John Snow's Proximity Mapping

I've probably seen over 100 modern interactive visualizations of John Snow's famous map of cholera victims during the 1854 cholera outbreak in Soho. John Snow's map shows the locations of cholera deaths clustered around a water pump in Broad Street. The map helped to disprove the prevailing miasma theory on the spread of diseases and establish that cholera was actually spread by contaminated water.
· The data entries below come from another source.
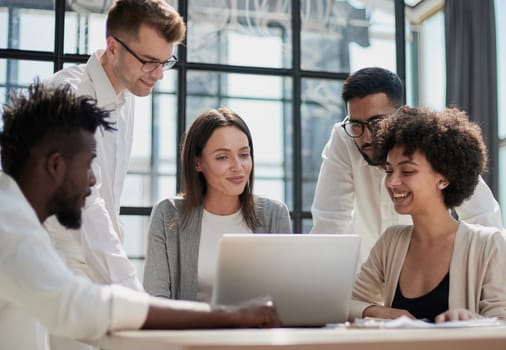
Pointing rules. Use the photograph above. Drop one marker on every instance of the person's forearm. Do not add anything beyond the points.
(164, 317)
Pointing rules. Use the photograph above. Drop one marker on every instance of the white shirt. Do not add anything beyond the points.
(350, 196)
(213, 228)
(39, 293)
(96, 250)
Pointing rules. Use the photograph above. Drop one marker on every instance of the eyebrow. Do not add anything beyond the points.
(404, 162)
(369, 118)
(222, 149)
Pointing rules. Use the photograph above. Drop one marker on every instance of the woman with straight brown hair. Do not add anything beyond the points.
(217, 197)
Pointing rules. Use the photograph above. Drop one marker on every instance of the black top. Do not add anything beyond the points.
(427, 306)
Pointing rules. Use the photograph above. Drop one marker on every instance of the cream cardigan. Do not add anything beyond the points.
(477, 271)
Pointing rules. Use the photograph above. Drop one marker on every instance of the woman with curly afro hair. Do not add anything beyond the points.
(438, 269)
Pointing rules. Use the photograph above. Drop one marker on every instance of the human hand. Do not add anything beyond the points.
(384, 312)
(456, 315)
(258, 312)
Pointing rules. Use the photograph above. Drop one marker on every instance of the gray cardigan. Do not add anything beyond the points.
(171, 264)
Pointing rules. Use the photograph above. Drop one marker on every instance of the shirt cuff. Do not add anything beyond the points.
(129, 308)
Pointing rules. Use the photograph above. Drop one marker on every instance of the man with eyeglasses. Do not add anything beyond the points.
(141, 38)
(350, 196)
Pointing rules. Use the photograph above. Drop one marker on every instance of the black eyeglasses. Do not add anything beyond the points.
(149, 66)
(356, 128)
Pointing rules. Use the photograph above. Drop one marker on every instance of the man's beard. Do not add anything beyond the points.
(67, 209)
(69, 219)
(366, 157)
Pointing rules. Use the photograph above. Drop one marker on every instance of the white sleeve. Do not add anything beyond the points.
(481, 208)
(334, 194)
(101, 245)
(36, 281)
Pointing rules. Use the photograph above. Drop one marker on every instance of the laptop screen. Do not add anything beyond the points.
(309, 276)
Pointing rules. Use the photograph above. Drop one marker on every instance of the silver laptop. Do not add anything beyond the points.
(309, 276)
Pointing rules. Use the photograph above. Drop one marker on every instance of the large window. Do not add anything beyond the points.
(500, 10)
(280, 64)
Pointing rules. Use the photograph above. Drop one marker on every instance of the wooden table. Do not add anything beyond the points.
(482, 338)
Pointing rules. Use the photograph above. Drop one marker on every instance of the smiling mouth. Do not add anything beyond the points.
(399, 195)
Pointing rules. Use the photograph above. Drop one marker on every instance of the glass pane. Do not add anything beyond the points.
(154, 149)
(321, 108)
(84, 32)
(134, 228)
(264, 103)
(4, 21)
(500, 12)
(502, 182)
(249, 33)
(343, 36)
(307, 225)
(432, 53)
(379, 48)
(21, 73)
(21, 23)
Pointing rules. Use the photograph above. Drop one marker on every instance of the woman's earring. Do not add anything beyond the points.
(442, 185)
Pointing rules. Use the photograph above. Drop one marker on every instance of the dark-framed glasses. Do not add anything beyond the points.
(356, 128)
(149, 66)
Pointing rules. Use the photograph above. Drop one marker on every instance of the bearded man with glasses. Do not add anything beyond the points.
(141, 38)
(350, 196)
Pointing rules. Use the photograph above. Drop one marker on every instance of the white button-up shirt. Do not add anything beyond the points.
(96, 250)
(350, 196)
(39, 293)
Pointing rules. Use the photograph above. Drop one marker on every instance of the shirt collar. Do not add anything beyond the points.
(106, 95)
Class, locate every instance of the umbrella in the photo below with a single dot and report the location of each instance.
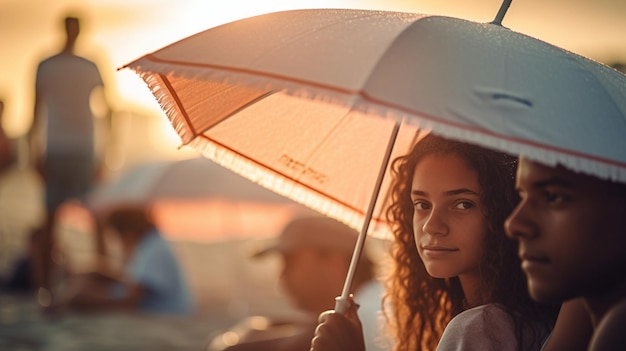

Despite the central importance of proximity to John Snow's interpretation of the Soho cholera outbreak I think that Carto's new 1854 Soho cholera outbreak map is the first of the 100+ reinterpretations of the data to actually visualize which water pump the victims lived closest to. 

On the Carto map straight lines are drawn from John Snow's recorded victim's homes to the nearest pump. The purple lines indicate all those victims which lived closest to the Broad Street Pump. As you can see a number of victims actually lived closer to other pumps. John Snow wrote in a letter to the 'Medical Times and Gazette', "In five of these cases the families of the deceased persons informed me that they always sent to the pump in Broad Street, as they preferred the water to that of the pumps which were nearer. In three other cases, the deceased were children who went to school near the pump in Broad Street."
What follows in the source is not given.